Using his own vehicle and his own savings for gas money, Oleksandr drove under fire to evacuate civilians from cities like Kharkiv in the early days of the war. He continued driving every day until he ran out of money.
At the beginning of the war, he would also drive to the front lines every day to bag the bodies of the dead Ukrainian soldiers and drive them back to their respective regions to be buried. When I asked him if he would consider giving an interview about his experiences, he lowered his head with an all-permeating sadness, remarking that it would be better for him not to talk about those things.
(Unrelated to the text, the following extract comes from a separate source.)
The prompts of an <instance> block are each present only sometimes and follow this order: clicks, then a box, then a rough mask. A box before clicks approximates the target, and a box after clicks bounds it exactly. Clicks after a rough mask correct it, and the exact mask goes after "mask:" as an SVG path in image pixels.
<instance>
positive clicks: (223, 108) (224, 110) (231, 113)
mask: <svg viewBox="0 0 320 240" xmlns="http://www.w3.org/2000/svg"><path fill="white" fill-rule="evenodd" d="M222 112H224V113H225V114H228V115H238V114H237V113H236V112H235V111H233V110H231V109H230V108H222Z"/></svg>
One night there was a Russian missile strike on Dnipro which landed 1.5 kilometers away from me. I heard the first missile fly past me, then the second, and as I heard the third missile, I remember thinking: “Maybe it’s going to hit me and this will be it.”
The next morning, while people texted each other to check that everyone was okay and alive, Alina told me it’s really a lottery determining who gets to live and die as the Russian strikes kill people at random.
Civilians have had to adapt to the ever-changing conditions and continue their lives amid the destruction.